M. BRUN.
PERUGIA – I rumors romani non sono sempre attendibili. Ma stavolta i particolari che girano devono almeno creare attenzione.
Secondo uno di questi, l’Umbria, insieme a Basilicata e Piemonte potrebbe votare per la regionali in un election day che coinciderebbe col voto delle comunali.
Quindi la seconda domenica di giugno.
Sarebbe per certi versi clamoroso, perché si tratterebbe di interrompere la legislatura mesi prima della scadenza naturale.
Ma questa eventualità è prevista da una specifica norma, che consente di accorpare elezioni al fine di risparmiare denaro pubblico.
Tutto questo è da confermare ma la “voce” parla anche del Decreto pronto ad arrivare in Parlamento e che riguarderebbe appunto i Comuni e tre Regioni tra cui l’Umbria.

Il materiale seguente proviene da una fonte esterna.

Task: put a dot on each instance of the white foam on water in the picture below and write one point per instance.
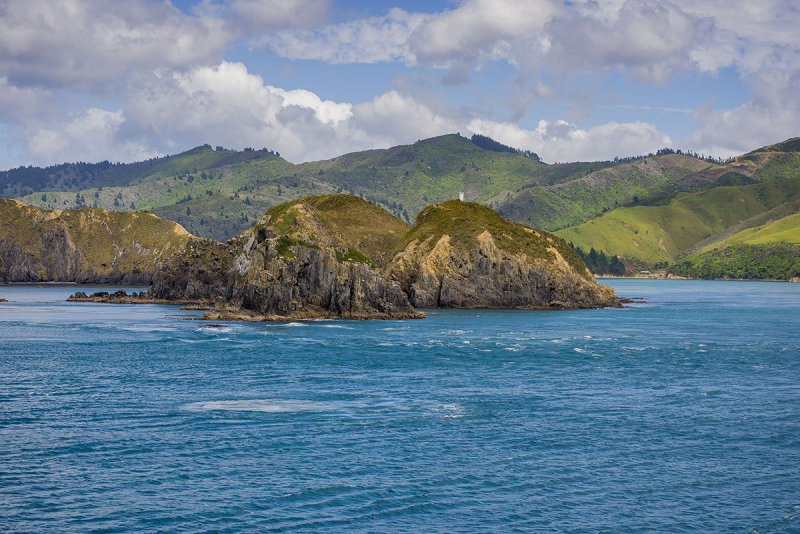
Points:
(145, 328)
(215, 329)
(365, 406)
(267, 406)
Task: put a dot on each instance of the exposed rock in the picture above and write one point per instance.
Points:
(464, 255)
(293, 264)
(89, 245)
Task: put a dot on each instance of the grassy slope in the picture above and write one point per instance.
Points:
(784, 230)
(75, 177)
(775, 261)
(465, 221)
(428, 171)
(349, 222)
(654, 234)
(580, 198)
(767, 251)
(238, 187)
(107, 240)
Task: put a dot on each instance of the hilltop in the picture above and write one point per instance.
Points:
(89, 245)
(651, 210)
(340, 256)
(464, 255)
(218, 193)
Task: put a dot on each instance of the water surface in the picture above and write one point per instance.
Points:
(678, 415)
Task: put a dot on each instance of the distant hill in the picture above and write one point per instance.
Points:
(464, 255)
(770, 250)
(649, 210)
(217, 193)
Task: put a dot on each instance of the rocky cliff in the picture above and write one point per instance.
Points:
(299, 261)
(89, 245)
(464, 255)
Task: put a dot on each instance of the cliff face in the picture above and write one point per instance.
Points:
(86, 246)
(464, 255)
(293, 264)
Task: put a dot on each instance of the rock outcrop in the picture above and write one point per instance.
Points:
(464, 255)
(89, 245)
(298, 262)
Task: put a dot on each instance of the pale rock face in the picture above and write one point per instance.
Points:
(253, 272)
(485, 276)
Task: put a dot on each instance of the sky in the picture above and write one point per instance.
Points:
(577, 80)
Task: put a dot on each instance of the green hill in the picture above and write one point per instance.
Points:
(660, 234)
(358, 228)
(86, 245)
(218, 193)
(464, 255)
(768, 251)
(579, 197)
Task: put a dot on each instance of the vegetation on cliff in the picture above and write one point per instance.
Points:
(768, 251)
(86, 245)
(464, 255)
(650, 211)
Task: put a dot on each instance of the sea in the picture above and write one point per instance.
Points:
(679, 413)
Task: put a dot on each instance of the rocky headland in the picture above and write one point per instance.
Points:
(464, 255)
(315, 257)
(324, 256)
(88, 245)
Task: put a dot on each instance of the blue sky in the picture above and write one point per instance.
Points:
(89, 80)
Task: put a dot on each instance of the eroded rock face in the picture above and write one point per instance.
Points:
(473, 270)
(84, 246)
(286, 276)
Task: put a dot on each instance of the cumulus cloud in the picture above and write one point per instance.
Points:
(771, 116)
(482, 27)
(86, 42)
(560, 141)
(273, 14)
(367, 40)
(91, 135)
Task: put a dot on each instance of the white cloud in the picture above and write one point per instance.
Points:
(275, 14)
(368, 40)
(227, 105)
(771, 116)
(482, 27)
(560, 141)
(91, 135)
(85, 42)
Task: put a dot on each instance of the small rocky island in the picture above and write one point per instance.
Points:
(323, 256)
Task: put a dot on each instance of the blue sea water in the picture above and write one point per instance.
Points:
(681, 414)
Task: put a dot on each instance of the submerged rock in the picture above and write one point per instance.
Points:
(340, 256)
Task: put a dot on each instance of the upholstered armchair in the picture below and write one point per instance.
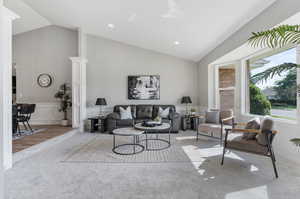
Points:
(215, 127)
(260, 145)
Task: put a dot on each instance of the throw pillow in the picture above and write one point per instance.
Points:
(267, 124)
(212, 117)
(163, 113)
(252, 124)
(125, 113)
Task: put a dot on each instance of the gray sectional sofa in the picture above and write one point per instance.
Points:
(142, 113)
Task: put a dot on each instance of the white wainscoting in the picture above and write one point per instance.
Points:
(47, 114)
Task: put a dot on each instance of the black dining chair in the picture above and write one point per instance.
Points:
(24, 116)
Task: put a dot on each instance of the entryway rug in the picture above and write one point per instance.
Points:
(184, 148)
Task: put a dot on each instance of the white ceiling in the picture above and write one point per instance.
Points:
(199, 25)
(29, 18)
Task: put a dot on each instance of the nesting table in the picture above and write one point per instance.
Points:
(131, 132)
(155, 130)
(135, 132)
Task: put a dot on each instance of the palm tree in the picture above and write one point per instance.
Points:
(277, 37)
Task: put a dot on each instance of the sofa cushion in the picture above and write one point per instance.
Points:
(212, 128)
(212, 117)
(226, 114)
(144, 111)
(123, 123)
(266, 125)
(125, 113)
(252, 124)
(172, 109)
(133, 109)
(164, 113)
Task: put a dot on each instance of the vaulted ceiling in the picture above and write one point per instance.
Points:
(187, 29)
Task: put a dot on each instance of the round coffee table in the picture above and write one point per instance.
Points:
(135, 133)
(155, 130)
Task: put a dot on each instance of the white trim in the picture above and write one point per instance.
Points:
(213, 83)
(9, 14)
(44, 145)
(79, 112)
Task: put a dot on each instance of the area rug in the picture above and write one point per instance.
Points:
(183, 149)
(27, 132)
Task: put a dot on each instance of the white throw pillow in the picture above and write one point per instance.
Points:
(126, 113)
(163, 113)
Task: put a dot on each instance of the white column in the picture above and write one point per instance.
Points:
(78, 92)
(298, 82)
(6, 86)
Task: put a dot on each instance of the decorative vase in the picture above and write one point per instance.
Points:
(64, 122)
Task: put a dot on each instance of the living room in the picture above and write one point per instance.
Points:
(161, 103)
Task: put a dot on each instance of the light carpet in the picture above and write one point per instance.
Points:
(99, 149)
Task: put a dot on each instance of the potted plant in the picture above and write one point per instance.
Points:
(64, 95)
(193, 111)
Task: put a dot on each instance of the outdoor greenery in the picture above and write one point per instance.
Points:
(64, 95)
(277, 37)
(286, 89)
(259, 104)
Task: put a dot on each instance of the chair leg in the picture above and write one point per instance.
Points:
(272, 155)
(274, 165)
(18, 127)
(25, 126)
(29, 126)
(224, 150)
(221, 139)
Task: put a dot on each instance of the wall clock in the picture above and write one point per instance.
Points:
(44, 80)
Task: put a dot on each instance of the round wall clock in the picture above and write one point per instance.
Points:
(44, 80)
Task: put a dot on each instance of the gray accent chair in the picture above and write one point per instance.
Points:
(216, 130)
(237, 142)
(142, 113)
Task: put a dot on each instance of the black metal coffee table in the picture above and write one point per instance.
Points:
(157, 131)
(135, 133)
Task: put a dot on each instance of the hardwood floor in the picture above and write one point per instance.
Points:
(50, 131)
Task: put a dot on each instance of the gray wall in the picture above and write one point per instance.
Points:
(110, 62)
(45, 50)
(276, 13)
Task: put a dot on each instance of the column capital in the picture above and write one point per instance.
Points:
(10, 14)
(78, 60)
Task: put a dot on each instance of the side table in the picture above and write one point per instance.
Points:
(97, 124)
(191, 122)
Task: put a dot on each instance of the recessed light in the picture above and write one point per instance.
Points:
(111, 26)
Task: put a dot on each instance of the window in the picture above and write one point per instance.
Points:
(273, 84)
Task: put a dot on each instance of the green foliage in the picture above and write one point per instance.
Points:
(64, 95)
(286, 88)
(259, 104)
(269, 73)
(277, 37)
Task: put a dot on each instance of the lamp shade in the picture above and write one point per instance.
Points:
(101, 101)
(186, 100)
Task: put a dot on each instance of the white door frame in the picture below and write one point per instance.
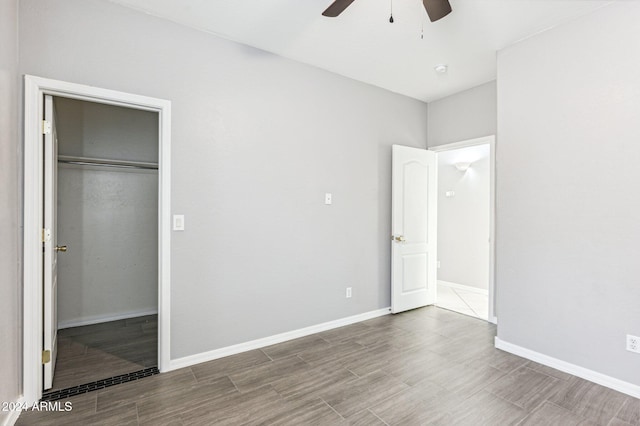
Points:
(491, 140)
(35, 89)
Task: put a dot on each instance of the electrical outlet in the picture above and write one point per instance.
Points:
(633, 343)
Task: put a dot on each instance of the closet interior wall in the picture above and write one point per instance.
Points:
(107, 215)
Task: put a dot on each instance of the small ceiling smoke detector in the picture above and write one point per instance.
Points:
(441, 68)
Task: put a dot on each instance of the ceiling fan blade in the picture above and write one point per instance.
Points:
(437, 9)
(337, 7)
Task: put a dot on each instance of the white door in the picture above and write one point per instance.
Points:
(413, 224)
(50, 287)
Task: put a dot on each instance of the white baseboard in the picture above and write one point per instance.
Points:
(187, 361)
(12, 418)
(77, 322)
(463, 287)
(576, 370)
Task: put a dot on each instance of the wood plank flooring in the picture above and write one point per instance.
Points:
(424, 367)
(99, 351)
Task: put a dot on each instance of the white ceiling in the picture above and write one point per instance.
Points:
(363, 45)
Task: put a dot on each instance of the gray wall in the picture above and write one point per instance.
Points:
(107, 216)
(10, 238)
(463, 220)
(568, 201)
(466, 115)
(257, 141)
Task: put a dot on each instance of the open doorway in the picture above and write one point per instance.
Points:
(465, 227)
(41, 243)
(107, 224)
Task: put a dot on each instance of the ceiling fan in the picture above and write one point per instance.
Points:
(436, 9)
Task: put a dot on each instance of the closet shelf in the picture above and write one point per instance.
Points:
(86, 161)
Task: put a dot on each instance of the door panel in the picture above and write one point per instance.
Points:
(414, 209)
(50, 284)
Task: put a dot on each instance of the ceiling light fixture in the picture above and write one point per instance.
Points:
(441, 68)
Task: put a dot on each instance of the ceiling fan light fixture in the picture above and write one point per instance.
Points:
(441, 68)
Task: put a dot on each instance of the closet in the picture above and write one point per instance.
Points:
(107, 217)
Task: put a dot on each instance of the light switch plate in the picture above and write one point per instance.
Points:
(178, 222)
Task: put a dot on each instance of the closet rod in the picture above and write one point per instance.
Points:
(85, 161)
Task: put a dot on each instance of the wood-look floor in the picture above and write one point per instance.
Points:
(100, 351)
(428, 366)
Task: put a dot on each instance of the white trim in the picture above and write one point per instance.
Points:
(463, 287)
(12, 418)
(97, 319)
(491, 141)
(35, 88)
(567, 367)
(272, 340)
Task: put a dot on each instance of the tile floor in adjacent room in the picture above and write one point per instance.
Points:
(464, 301)
(99, 351)
(429, 366)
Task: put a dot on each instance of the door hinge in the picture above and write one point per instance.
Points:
(46, 235)
(46, 127)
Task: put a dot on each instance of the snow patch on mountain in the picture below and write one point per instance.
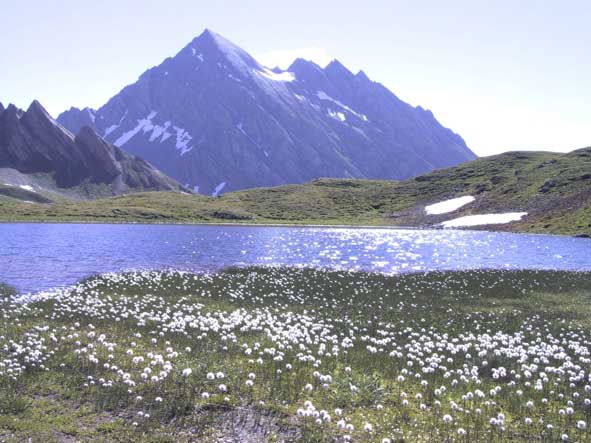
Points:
(146, 125)
(450, 205)
(182, 140)
(284, 76)
(324, 96)
(218, 189)
(336, 115)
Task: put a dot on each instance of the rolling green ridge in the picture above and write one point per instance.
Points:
(554, 189)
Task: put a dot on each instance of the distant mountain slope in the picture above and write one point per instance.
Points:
(39, 156)
(215, 119)
(554, 190)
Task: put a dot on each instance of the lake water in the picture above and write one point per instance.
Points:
(40, 256)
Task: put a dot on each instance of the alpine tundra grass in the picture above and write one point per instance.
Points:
(278, 354)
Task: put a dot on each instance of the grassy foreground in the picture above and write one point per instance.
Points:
(269, 355)
(554, 189)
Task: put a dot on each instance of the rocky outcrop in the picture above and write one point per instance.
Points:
(32, 142)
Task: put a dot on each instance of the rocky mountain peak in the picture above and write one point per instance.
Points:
(216, 119)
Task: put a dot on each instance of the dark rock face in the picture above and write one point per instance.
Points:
(75, 119)
(33, 142)
(213, 118)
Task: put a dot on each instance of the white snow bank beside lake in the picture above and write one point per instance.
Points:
(483, 219)
(448, 205)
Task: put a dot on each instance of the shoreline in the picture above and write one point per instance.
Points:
(285, 225)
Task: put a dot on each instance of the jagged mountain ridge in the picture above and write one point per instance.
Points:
(34, 147)
(215, 119)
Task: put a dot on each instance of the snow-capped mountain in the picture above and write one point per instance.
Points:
(216, 120)
(38, 153)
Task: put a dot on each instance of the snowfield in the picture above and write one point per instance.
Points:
(483, 219)
(448, 205)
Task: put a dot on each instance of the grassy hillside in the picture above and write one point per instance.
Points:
(555, 190)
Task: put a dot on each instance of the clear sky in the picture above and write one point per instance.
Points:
(505, 75)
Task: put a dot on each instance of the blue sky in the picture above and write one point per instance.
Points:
(503, 74)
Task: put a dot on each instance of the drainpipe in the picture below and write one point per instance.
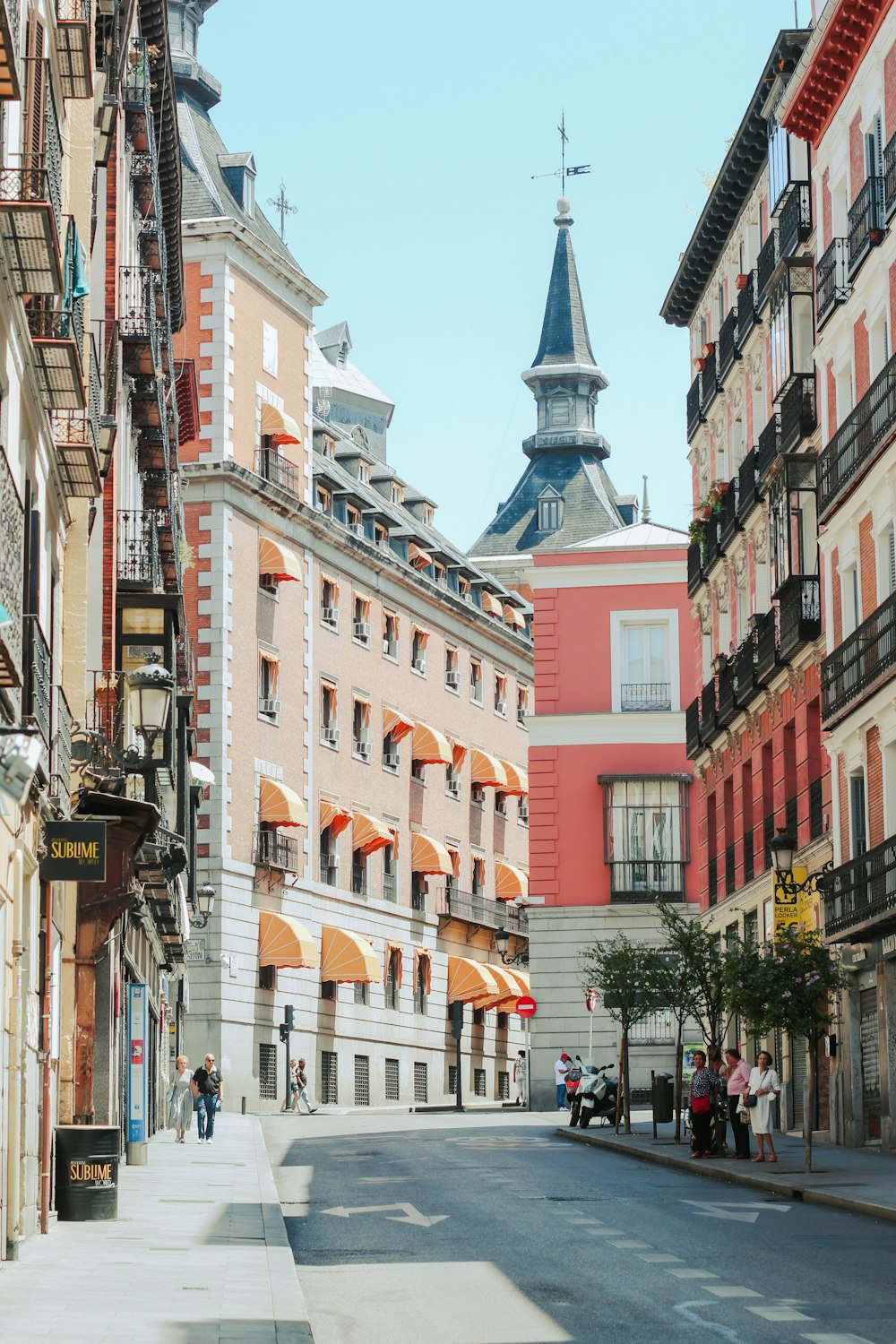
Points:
(13, 1147)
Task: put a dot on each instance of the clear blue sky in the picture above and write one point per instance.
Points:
(408, 136)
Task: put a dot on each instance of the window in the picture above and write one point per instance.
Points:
(362, 728)
(452, 669)
(418, 650)
(269, 346)
(500, 694)
(362, 620)
(268, 1073)
(268, 685)
(390, 636)
(645, 835)
(645, 667)
(476, 680)
(330, 714)
(330, 601)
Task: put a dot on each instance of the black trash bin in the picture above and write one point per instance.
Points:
(662, 1098)
(88, 1172)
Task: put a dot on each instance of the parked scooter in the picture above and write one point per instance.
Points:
(595, 1096)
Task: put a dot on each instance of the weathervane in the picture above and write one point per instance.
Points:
(284, 207)
(563, 172)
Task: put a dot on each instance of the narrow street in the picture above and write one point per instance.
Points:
(509, 1236)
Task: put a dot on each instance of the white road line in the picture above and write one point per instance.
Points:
(778, 1314)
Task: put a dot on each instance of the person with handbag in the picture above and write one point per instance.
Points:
(737, 1083)
(764, 1085)
(702, 1090)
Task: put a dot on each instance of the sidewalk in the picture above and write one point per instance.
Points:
(855, 1179)
(198, 1255)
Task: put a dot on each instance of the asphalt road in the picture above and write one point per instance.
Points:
(506, 1234)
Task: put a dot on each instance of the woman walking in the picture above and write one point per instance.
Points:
(704, 1086)
(737, 1083)
(764, 1086)
(180, 1101)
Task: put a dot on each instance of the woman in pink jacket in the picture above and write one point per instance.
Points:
(737, 1083)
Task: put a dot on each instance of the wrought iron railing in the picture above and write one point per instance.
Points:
(831, 277)
(855, 445)
(861, 663)
(863, 892)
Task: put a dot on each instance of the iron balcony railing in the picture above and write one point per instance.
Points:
(831, 277)
(645, 696)
(866, 222)
(794, 225)
(858, 440)
(798, 416)
(861, 894)
(641, 881)
(798, 613)
(492, 914)
(864, 661)
(271, 467)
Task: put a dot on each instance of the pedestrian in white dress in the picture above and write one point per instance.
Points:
(764, 1086)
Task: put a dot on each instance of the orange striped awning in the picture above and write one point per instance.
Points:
(279, 425)
(349, 959)
(279, 561)
(469, 980)
(430, 746)
(517, 780)
(429, 855)
(284, 941)
(397, 723)
(487, 771)
(280, 806)
(509, 883)
(335, 816)
(368, 835)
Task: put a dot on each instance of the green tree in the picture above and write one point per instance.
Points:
(626, 975)
(788, 986)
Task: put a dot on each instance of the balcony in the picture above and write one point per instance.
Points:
(866, 222)
(860, 897)
(640, 882)
(748, 491)
(858, 441)
(271, 467)
(73, 47)
(452, 903)
(56, 341)
(798, 416)
(766, 263)
(728, 351)
(747, 314)
(645, 698)
(860, 666)
(10, 48)
(831, 279)
(794, 226)
(31, 226)
(38, 677)
(694, 417)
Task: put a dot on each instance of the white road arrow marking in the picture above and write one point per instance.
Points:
(411, 1215)
(735, 1211)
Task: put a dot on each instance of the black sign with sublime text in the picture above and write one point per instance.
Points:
(75, 851)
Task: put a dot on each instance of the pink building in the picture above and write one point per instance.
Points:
(610, 817)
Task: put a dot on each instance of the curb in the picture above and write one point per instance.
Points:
(732, 1177)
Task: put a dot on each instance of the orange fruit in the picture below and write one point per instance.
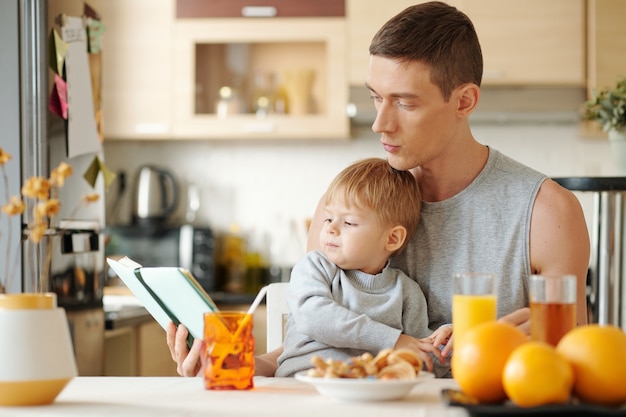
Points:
(598, 356)
(479, 360)
(536, 374)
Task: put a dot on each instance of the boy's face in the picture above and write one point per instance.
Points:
(354, 238)
(415, 123)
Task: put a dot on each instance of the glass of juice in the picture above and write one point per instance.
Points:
(473, 302)
(552, 306)
(228, 351)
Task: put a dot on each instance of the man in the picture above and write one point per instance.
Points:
(481, 211)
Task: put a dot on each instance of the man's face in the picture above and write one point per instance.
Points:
(415, 123)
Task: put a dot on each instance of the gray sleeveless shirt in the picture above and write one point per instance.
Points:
(484, 228)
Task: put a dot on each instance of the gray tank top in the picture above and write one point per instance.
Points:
(484, 228)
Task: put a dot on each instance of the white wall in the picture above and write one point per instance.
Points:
(263, 186)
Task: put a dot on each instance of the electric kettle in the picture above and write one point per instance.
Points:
(156, 195)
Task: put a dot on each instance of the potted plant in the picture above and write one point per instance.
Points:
(608, 109)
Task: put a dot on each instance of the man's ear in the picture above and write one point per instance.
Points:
(395, 238)
(467, 96)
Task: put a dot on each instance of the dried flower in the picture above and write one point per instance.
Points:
(14, 206)
(45, 206)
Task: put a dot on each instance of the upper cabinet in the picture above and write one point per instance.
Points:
(174, 73)
(280, 75)
(531, 42)
(136, 71)
(259, 8)
(606, 43)
(260, 78)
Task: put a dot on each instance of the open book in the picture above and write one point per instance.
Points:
(168, 293)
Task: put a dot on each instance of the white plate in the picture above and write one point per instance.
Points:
(363, 389)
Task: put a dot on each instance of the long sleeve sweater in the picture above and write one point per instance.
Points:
(340, 314)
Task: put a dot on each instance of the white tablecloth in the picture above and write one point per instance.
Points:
(186, 397)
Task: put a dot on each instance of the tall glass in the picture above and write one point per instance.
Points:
(473, 302)
(228, 354)
(552, 307)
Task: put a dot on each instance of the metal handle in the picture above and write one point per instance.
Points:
(259, 11)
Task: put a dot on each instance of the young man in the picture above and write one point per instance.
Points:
(481, 211)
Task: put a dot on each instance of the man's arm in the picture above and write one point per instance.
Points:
(559, 240)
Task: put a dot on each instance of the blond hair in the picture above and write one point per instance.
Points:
(373, 184)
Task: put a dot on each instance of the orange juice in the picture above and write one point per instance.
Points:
(470, 310)
(228, 353)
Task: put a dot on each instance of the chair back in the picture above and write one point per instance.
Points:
(277, 313)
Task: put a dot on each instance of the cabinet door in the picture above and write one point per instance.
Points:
(136, 67)
(531, 42)
(87, 328)
(606, 43)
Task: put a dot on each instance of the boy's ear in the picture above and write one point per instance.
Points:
(396, 238)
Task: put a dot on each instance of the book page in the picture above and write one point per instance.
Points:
(125, 269)
(182, 295)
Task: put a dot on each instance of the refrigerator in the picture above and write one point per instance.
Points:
(38, 141)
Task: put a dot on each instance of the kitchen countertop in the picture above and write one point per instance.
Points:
(272, 397)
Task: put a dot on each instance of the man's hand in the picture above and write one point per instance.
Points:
(519, 318)
(422, 347)
(187, 361)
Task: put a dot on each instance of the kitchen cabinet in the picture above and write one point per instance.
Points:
(87, 331)
(259, 78)
(138, 351)
(259, 8)
(531, 43)
(136, 68)
(606, 43)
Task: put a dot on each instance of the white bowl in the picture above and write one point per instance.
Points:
(363, 389)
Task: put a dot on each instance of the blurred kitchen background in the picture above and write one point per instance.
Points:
(238, 114)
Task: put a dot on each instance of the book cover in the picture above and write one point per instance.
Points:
(168, 293)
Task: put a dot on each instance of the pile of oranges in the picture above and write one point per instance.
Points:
(496, 361)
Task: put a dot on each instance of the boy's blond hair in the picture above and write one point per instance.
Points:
(373, 184)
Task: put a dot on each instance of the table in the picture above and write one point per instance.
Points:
(186, 397)
(607, 271)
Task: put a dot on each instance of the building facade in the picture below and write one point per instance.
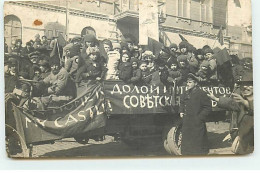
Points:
(199, 21)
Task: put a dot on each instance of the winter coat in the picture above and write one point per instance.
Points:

Probabilmente sarebbe un punto a favore della riconferma di Tesei per il centrodestra, ma tutto è talmente in aria al momento che è impossibile fare previsioni con un minimo di certezza.
Bisogna prima aspettare il testo del Decreto che arriverà in Parlamento e che fisserà le elezioni per i Comuni (tra cui, come si sa, Perugia, Foligno, Orvieto e altre importanti città umbre).